Synopses & Reviews
As Judge Deborah Knott presides over a case involving a barroom brawl, it becomes clear that deep resentments over race, class, and illegal immigration are simmering just below the surface in the countryside. An early spring sun has begun to shine like a blessing on the fertile fields of North Carolina, but along with the seeds sprouting in the thawing soil, violence is growing as well. Mutilated body parts have appeared along the back roads of Colleton County, and the search for the victim's identity and for that of his killer will lead Deborah and her new husband, Sheriff's Deputy Dwight Bryant, into the desperate realm of undocumented farm workers exploited for cheap labor.
In the meantime, Deborah and Dwight continue to adjust to married life and to having Dwight's eight-year-old son, Cal, live with them full time. When another body is found, these newlyweds will discover dark truths that threaten to permanently alter the serenity of their rural surroundings and their new life together.
"'Fans of Edgar-winner Maron's reliably pleasing Deborah Knott series will be glad to see the North Carolina judge back on the bench in this intriguing 13th mystery (after 2006's Winter's Child). Deborah has to decide a high-stakes divorce case with a no-show husband as well as preside over a growing caseload involving migrant workers pitted against locals. Meanwhile, body parts begin to appear in rural Colleton County that turn out to belong to Buck Harris, a farmer known for his exploitation of cheap immigrant labor who happens to be Deborah's missing divorce plaintiff. When Knott's new husband, sheriff's deputy Dwight Bryant, investigates the immigrants living on the Harris farm, he uncovers a sequence of events that suggest something much more damaging than the sheer indifference the victim had shown to his workers. As Deborah adjusts to becoming the stepmother of Dwight's motherless eight-year-old son, Cal, her large extended family debates the future of their own family farm. Readers will eagerly await further developments in the next book.' Publishers Weekly (Copyright Reed Business Information, Inc.)" Publishers Weekly (Copyright Reed Business Information, Inc.)

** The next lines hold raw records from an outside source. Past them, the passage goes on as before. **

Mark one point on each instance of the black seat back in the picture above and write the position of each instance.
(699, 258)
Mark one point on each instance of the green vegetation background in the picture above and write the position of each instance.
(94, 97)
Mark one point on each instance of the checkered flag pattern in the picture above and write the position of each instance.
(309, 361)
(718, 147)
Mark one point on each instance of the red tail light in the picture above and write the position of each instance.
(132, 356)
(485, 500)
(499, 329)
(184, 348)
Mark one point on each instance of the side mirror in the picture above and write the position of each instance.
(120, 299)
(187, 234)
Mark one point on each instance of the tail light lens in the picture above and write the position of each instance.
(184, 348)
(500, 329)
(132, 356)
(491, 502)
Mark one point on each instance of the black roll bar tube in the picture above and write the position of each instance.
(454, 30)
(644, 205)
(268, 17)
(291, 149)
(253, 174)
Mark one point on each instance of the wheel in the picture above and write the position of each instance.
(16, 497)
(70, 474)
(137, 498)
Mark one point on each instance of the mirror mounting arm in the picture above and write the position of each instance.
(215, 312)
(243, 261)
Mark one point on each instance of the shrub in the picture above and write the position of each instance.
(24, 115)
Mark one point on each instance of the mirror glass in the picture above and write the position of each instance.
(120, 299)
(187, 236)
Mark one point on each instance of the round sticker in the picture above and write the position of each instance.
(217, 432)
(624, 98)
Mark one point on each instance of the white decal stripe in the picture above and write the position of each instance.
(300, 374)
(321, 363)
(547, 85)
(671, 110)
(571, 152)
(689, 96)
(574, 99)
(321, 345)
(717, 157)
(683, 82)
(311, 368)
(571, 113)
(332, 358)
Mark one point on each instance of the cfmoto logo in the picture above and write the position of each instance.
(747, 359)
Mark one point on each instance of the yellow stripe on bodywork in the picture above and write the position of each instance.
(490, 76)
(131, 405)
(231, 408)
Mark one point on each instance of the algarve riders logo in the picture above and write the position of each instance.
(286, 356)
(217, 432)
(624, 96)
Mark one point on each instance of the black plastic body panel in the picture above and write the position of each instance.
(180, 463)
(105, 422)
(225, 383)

"Maron, who has won every award for mystery writers, is at the top of her game." South Florida Sun-Sentinel
"[Maron] gives a clear picture of contemporary life in the rural South, tying it up in a neat mystery that keeps the reader guessing to the end. Highly recommended." Library Journal
"There is an established audience for this series, and they will welcome the latest." Booklist
For Judge Deborah Knott, it becomes clear that deep resentments over race, class, and illegal immigration are brewing in the countryside. When mutilated bodies are found, Deborahs search for the killer leads her to a desperate realm of undocumented farm workers exploited for cheap labor.
About the Author
Margaret Maron grew up on a farm near Raleigh, North Carolina, but for many years lived in Brooklyn, New York. When she returned to her North Carolina roots with her artist-husband, Joe, she began a series based on her own background.